Book Gadget v0.72

Sunday, May 26, 2013

Why I Disagree with Stephen King and Will Continue to Publish E-Books


A few days ago, bestselling author Stephen King took the world by surprise when he announced that his latest book, Joyland, would only be available on paper.
 
"…let people stir their sticks and go to an actual
bookstore rather than a digital one."
This news came as a shock to me.  Stephen King has always been one of my heroes, a rather wise and clear-thinking representative of those two special groups of people called "readers" and "writers."   He is also one of the individuals who I considered to be a pioneer in electronic publishing, breaking new ground in 2000 by posting an e-book that was downloadable from his own website, and—a year later—becoming the first mainstream author to publish a novel solely as an e-book.

I'm confused, Mr. King.  

First, based on your comments to The Wall Street Journal, there seems to be an anti-technology undertone in your words.  When asked how your devoted readers can get your new book, you said "…let people stir their sticks and go to an actual bookstore rather than a digital one."

With all due respect, Mr. King, my "stick" is doing just fine and does not need stirring.  If you're implying that technology is somehow "bad," I don't agree.  I love my tablet and smart phone and e-books every bit as much as you loved your ragged, dog-eared paperback books as a kid.    If you are implying that technology is making everyone fat and lazy, well, there may be some truth in that...but is there anything more sedentary than the mere act of reading itself?   

The second reason I'm confused, Mr. King, is that there seems to be some sort of political motivation behind your decision, a "Save the Paper Books!" mentality, something akin to saving the whales. Paper books are not an endangered biological species—they are the result of technological advancements that took place a few centuries ago, which some folks resisted, just as some resist the transition to e-books today.  If you want to get political about this issue, it seems to me that a "Save the Trees!" campaign makes a lot more sense.  

But the main reason I'm confused is that, as one of your loyal readers, your unexpected decision has a significant impact on me—a negative one.   I don't currently live in the United States and it will be weeks before I can get your new book.  The fastest way, despite your best intentions, will be for me to order it online, not go to a physical bookstore.  I resent the fact that I will not be able to push a button and have it the same day that it hits the bookshops in New York City.  I also resent the fact that you are trying to force me to read your book in a certain format—paper—instead of the format that I'm now comfortable with and is most convenient for me—e-books.

I'm the author of over 20 thriller and suspense novels, and I will continue to publish in electronic form across all the e-reading platforms so that my fans can have access to my books as quickly and as easily as possible. 

17 comments:

  1. I think he has a romantic point of view.

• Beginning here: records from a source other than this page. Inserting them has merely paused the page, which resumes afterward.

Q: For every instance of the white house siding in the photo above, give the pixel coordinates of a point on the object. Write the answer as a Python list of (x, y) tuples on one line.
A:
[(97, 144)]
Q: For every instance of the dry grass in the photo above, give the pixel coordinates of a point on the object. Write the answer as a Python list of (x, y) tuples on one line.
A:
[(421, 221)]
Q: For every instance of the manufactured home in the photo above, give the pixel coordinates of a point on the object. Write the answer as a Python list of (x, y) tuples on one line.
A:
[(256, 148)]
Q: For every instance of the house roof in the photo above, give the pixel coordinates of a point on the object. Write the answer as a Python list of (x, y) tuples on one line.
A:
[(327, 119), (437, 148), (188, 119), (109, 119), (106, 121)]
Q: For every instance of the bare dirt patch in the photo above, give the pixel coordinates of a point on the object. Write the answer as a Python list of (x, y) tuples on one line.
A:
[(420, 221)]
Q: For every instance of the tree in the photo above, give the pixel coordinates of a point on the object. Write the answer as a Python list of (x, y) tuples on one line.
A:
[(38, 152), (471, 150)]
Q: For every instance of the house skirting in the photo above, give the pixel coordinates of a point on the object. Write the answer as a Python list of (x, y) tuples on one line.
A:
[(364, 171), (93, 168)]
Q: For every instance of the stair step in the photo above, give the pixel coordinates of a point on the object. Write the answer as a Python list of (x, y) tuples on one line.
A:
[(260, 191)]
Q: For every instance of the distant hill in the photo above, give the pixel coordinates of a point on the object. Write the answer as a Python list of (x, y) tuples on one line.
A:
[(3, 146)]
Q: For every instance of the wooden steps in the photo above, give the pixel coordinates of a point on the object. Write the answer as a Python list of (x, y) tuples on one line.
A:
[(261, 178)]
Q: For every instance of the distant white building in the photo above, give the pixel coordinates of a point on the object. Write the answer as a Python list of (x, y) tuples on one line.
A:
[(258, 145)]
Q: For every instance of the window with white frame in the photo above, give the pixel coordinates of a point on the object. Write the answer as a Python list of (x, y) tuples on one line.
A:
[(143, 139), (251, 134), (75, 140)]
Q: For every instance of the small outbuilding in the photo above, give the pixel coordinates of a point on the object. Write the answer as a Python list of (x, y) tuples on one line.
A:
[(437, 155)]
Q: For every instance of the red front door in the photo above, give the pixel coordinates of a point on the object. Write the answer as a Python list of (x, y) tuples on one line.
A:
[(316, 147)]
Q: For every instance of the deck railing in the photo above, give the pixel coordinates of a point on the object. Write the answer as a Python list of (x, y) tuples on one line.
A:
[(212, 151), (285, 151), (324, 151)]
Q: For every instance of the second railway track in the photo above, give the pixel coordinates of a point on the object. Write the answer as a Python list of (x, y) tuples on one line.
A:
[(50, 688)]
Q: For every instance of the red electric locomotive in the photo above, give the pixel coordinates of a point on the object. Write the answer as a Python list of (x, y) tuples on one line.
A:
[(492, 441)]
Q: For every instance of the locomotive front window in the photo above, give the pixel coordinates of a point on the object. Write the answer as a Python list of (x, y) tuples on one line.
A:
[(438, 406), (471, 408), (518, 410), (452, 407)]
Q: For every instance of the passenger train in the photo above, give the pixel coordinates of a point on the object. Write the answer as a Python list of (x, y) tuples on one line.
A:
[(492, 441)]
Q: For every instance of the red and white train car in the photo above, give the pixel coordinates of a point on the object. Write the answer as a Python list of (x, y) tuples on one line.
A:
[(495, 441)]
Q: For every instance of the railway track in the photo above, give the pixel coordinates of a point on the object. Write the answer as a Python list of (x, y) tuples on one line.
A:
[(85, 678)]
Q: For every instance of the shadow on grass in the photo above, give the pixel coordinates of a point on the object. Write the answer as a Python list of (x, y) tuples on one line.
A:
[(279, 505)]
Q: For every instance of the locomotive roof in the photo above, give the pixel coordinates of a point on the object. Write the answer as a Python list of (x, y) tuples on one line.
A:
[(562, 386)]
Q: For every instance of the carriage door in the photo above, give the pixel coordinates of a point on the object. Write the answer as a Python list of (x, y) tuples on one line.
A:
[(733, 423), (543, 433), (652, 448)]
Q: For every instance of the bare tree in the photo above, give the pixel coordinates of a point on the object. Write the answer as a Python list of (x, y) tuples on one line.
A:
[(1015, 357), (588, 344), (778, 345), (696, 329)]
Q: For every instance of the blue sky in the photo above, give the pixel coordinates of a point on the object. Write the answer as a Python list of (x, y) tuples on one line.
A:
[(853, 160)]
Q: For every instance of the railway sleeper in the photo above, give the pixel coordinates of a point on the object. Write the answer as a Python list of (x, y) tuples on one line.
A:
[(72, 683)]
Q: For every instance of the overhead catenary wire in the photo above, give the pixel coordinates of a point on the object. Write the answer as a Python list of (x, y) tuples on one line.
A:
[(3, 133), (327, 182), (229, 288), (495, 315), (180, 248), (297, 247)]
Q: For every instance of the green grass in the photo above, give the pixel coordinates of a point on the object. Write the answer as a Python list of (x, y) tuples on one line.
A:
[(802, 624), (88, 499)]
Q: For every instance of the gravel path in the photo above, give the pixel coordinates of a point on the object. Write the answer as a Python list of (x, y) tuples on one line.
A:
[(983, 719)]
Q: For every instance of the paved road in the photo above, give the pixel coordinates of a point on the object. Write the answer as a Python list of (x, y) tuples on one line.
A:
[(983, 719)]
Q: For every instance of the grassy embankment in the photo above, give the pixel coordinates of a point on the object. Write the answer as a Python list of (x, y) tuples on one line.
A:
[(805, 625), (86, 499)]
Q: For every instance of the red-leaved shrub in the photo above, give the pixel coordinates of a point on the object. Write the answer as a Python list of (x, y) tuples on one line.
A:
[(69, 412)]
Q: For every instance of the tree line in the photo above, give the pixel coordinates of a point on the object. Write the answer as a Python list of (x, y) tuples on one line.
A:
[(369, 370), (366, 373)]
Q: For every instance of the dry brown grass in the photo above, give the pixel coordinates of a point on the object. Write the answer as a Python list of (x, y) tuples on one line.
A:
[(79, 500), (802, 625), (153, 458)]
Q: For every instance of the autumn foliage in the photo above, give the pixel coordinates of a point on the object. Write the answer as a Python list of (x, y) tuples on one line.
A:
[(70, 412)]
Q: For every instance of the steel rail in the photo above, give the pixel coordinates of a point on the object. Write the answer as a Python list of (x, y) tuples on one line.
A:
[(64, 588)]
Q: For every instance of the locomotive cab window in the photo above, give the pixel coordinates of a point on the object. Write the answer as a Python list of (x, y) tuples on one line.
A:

I agree to the chance of e-book publishing for authors and readers. But there is one point, why a bookstore is better as a digital one. In the internet, they show you just the books which "are like the books you read before". In a bookstore you will see more different types, maybe you get to read the first page of one book, you never wanted to read.But it could be a great experience.
    The internet just shows you "stuff that is like the stuff you have read". So i do not think he acts in a buiseness way, just in an old, romantic way, about stories and paper books.(I am from germany so excuse my shitty english)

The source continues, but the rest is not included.